Cannibal Ants Escape from Soviet-Era Nuclear Bunker



In a headline that reads more like the plotline of a Cold War-era comic book than a news story, Newsweek has reported yesterday that "up to one million" cannibal ants, which had been trapped inside an abandoned nuclear bunker for years, have escaped-- and are now on the loose.

The colony of Formica polyctena-- otherwise known the European red wood ant-- was first observed inside an abandoned Soviet ammunition bunker in 2013. According to Polish scientists, the ants most became trapped inside the bunker after falling from their above-ground nest into a ventilation pipe. A 2013 study of the ants found that the colony was comprised primarily of non-reproducing worker ants.

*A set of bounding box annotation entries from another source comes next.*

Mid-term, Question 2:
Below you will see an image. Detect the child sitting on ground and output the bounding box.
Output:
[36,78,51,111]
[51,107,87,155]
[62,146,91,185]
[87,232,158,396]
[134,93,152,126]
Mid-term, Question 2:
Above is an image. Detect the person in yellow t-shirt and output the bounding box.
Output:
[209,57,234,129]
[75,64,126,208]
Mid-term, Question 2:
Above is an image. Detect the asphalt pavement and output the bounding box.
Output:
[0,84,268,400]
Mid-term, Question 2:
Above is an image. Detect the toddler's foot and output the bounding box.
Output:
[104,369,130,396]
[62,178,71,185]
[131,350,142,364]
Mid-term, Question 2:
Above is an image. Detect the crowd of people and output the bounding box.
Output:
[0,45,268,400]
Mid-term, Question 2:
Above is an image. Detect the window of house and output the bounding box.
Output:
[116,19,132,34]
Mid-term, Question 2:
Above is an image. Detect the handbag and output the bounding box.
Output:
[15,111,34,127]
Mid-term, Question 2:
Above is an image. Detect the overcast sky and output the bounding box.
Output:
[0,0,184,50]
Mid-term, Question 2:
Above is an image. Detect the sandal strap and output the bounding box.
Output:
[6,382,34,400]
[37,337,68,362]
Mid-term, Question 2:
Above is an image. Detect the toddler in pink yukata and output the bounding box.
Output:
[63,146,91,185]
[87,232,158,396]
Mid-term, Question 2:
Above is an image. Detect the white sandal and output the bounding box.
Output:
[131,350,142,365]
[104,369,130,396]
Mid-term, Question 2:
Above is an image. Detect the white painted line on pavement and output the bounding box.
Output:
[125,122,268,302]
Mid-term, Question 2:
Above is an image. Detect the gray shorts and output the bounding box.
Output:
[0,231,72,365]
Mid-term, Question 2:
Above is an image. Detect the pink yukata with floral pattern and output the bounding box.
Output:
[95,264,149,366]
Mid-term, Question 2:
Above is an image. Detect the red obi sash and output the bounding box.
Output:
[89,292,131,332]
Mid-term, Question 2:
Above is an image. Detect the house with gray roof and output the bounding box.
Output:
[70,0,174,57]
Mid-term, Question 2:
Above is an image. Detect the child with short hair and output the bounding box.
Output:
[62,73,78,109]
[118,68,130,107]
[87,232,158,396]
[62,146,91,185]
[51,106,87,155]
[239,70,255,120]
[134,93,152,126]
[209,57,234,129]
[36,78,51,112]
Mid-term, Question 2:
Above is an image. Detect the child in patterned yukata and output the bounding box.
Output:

However, after returning to to bunker two years later, scientists were baffled to discover that the ants were not only still alive, but that the colony had grown-- in spite of the fact that there was no food source, heat, or light inside the bunker. This led researchers to conclude that the ants had managed to survive by feeding on deceased members of their own colony.

This information was recently brought to light in a study recently published in the Journal of Hymenoptera Research. According to lead researcher Wojciech Czechowski, of the Museum and Institute of Zoology and the Polish Academy of Sciences, his team had been studying bats inside the bunker when they first discovered the colony of cannibal ants.